Trump ist tatsächlich ein talentierter Komiker

Einem echten Komiker wie Tommi Schmitt macht das Sorgen. Nicht nur, weil ihm jetzt alle Konkurrenz machen. Auch weil er am besten weiß, dass Komik nicht alles ist: "Wir sind humorübersättigt. Aber wo bleibt das Fundament? Oder fahren wir einfach lachend in den Abgrund rein?" Wir können uns heute, um einen bekannten Spruch abzuwandeln, eher das Ende der Welt vorstellen als das Ende der Witze. Vom "Ende der Ernsthaftigkeit" schrieb deswegen die Literaturwissenschaftlerin Lauren Michele Jackson Anfang dieses Jahres im New Yorker: "Die angemessene erste Reaktion auf wirklich alles ist Gelächter, so scheint es; nichts stellt den eigenen Geschmack so gänzlich infrage, wie darauf hingewiesen zu werden, man 'nehme etwas zu ernst'."

Egal, was passiert, ob schön oder traurig oder hoffnungsvoll oder schlimm, irgendeiner wird einen Gag daraus machen. Die Zeiten mögen besonders ernst sein, für die Comedy ist es einerlei. "Nichts ist lustig, aber alles ist es", schreibt Lauren Michele Jackson. Schuld daran sind natürlich die Millennials. Chanon Cook, die Chefin des US-Senders Comedy Central, erklärte 2015: "Comedy ist für diese Generation das, was Musik für vorherige Generationen war." Der Sender hatte zuvor in einer Studie herausgefunden, dass sich Menschen, die zwischen 1980 und 1995 geboren sind, vor allem über ihren Humor definieren. Die deutschen Millennials sind aufgewachsen mit Harald Schmidt, Stefan Raab, RTL Samstag Nacht, Bullyparade und der Wochenshow, später haben sich viele von ihnen dann in der Daily Show und dem Colbert Report über amerikanische Politik aufklären lassen, und schließlich sind sie Jan Böhmermann und El Hotzo auf Twitter gefolgt, weil die auch irgendwie links und lustig waren. Und das war schließlich, worum es oft ging. 

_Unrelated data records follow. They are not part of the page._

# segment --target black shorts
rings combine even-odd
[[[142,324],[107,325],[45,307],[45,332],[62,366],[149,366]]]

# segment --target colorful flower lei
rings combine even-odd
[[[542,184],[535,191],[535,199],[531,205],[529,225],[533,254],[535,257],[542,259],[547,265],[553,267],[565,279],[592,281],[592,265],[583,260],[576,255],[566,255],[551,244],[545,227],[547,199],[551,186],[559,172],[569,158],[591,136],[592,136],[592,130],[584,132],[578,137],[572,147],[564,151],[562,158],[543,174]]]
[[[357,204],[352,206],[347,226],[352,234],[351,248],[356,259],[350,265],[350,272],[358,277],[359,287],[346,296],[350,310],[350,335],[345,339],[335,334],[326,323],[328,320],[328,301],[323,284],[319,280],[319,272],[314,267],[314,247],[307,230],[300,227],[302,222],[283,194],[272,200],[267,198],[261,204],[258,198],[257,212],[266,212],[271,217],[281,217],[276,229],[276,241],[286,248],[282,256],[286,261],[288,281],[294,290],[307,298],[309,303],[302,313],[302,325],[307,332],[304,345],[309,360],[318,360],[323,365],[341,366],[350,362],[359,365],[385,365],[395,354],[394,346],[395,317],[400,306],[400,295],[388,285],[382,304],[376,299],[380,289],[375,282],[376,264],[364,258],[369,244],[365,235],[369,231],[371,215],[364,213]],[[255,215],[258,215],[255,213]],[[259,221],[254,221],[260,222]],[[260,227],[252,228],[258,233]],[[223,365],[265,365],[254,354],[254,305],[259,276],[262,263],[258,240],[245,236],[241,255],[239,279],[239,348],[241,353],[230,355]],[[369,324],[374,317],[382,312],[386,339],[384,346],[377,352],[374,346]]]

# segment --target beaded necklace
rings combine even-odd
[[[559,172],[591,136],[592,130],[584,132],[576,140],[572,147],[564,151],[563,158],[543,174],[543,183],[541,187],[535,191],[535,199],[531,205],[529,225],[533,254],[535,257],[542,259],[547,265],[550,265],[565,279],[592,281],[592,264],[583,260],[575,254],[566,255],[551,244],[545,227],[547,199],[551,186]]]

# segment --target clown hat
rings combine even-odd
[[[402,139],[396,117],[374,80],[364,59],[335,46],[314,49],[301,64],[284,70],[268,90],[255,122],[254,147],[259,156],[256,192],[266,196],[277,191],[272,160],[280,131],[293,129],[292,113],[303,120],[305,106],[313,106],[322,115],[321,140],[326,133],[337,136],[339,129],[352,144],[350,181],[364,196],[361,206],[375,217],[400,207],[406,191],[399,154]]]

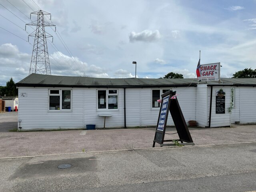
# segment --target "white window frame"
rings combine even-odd
[[[51,94],[50,92],[51,90],[58,90],[59,93],[57,94]],[[70,108],[68,109],[62,109],[62,91],[70,91]],[[70,112],[72,111],[72,90],[68,89],[49,89],[48,94],[48,112],[57,112],[57,111],[66,111]],[[55,109],[55,110],[50,110],[50,96],[60,96],[60,109]]]
[[[163,91],[164,90],[172,90],[172,89],[170,88],[158,88],[158,89],[151,89],[151,104],[150,105],[151,106],[151,110],[159,110],[160,108],[160,106],[161,106],[161,105],[159,105],[159,106],[158,107],[153,107],[153,90],[160,90],[160,98],[158,99],[161,99],[161,95],[162,95],[163,94]]]
[[[111,90],[116,90],[116,93],[109,93],[109,91]],[[103,109],[99,109],[98,108],[98,91],[106,91],[106,108]],[[96,90],[96,94],[97,95],[96,96],[96,102],[97,102],[97,111],[114,111],[114,110],[118,110],[119,108],[119,97],[118,96],[118,89],[97,89]],[[117,109],[109,109],[108,108],[108,96],[117,96]]]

Also eigentlich ging es vor allem ums Lustigsein. Rechtsherum passierte nämlich das Gleiche, da waren es die 4chan-Kids, die im Internet ihre Menschenverachtung "just for the lulz" einübten und die dabei mithalfen, Trump 2016 zum US-Präsidenten zu machen. Sie erfanden einen rechten Humor, der so erfolgreich wurde, dass selbst Elon Musk, der immer mal wieder reichste Mann der Welt, sich seiner Macht unterwirft und verzweifelt versucht, auch so lustig zu sein – klappt leider nicht, weil man sich Humor nicht kaufen kann, nicht mal rechten. Trump hingegen ist tatsächlich ein talentierter Komiker – man muss sich nur daran erinnern, wie er im Wahlkampf 2024 so ganz nebenbei die seltsam gekünstelte Sprachmelodie, in der Kamala Harris alle ihre Sätze vorträgt, persiflierte: "The bus will go here and the bus will go there. Because that's what busses do." Das war sehr lustig. Wir wollen uns das nicht so gern eingestehen, weil Komik irgendwie was Gutes sein soll. Dass böse Menschen keine Lieder haben, gilt längst als widerlegt, aber dass sie nicht witzig sind, daran halten wir uns unbedingt fest, obwohl es natürlich genauso falsch ist.